Questo luogo ha fatto diventare famosa la nostra cittadina“, mette in luce la sindaca di Santarcangelo Alice Parma. Qui “tutti si sentono a casa, l’accoglienza è un valore importante”, che alla Sangiovesa si abbina alla “continua capacità di innovare”. Dunque “un luogo altamente tradizionale ma in continua evoluzione”. D’altronde è un simbolo non solo della Romagna ma di tutta la regione, come testimonia la presenza del presidente Stefano Bonaccini: “È un luogo dell’anima, fatto di cultura popolare“. Maggioli, prosegue, è un po’ come Luciano Pavarotti, come Giampiero Dallara, come Marino Golinelli, “la cultura di questo territorio è tutt’uno con la capacità con cui l’Emilia-Romagna è diventata quello che è. Tutti in Emilia sanno cos’è la Sangiovesa“. Il messaggio che lancia, prosegue Bonaccini, è “contribuire a creare benessere senza essere soddisfatti se non è condiviso con gli altri. Questo sono i miracoli emiliano-romagnoli, da chi ha saputo fare impresa ad artisti e uomini di cultura”. Ecco perché “non è solo la storia di un ristorante, ma di prodotti, del territorio, della sua cultura“.

Per il curatore del libro Giorgio Melandri, “un ristorante deve avere un paesaggio dietro di sé e deve rappresentarlo.
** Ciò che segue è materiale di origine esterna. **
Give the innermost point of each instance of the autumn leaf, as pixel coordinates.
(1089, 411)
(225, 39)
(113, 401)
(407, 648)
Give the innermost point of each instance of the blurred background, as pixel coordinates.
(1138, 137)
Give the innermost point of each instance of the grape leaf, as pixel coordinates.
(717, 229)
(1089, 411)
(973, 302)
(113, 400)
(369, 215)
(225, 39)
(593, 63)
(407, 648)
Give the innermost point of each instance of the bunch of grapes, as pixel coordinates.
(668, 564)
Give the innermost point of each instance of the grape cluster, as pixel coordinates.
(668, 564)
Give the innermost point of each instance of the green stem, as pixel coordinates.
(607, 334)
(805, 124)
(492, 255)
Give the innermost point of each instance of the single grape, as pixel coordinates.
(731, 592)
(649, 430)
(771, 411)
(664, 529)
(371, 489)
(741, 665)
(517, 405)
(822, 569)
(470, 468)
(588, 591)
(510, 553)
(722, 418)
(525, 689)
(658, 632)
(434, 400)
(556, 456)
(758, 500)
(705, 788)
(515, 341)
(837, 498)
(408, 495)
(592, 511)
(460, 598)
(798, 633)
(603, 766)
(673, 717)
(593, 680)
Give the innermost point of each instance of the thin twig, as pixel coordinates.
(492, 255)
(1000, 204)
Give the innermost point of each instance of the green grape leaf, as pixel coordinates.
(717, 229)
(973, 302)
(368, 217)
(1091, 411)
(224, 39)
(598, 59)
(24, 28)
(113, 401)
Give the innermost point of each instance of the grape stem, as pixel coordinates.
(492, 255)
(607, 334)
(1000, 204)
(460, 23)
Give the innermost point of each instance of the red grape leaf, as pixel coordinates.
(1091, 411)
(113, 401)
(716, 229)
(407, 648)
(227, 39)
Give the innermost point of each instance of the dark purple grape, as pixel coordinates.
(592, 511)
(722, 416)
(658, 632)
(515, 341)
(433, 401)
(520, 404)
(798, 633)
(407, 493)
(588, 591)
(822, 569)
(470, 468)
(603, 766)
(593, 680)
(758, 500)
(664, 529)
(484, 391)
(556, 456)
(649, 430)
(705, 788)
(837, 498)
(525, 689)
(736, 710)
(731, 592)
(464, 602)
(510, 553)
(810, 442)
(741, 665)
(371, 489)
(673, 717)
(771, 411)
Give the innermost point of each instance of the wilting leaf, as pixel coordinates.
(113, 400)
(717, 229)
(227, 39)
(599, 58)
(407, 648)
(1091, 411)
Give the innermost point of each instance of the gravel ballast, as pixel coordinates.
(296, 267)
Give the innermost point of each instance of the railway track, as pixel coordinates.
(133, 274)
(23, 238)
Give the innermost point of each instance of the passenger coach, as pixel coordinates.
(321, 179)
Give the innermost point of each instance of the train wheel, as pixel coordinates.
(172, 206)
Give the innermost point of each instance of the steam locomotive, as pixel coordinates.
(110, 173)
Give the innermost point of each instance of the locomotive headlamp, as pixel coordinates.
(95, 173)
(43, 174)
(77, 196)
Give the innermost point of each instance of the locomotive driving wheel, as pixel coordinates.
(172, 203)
La Sangiovesa rappresenta la Valmarecchia e l’identità di Santarcangelo“. Il libro, dunque, conclude, racconta anche “cosa c’è fuori dal ristorante, i prodotti e i loro personaggi, un nuovo paradigma del racconto della regione”. L’opera parte ora per un tour in Italia di otto tappe per fare sempre più della Sangiovesa un patrimonio di tutti.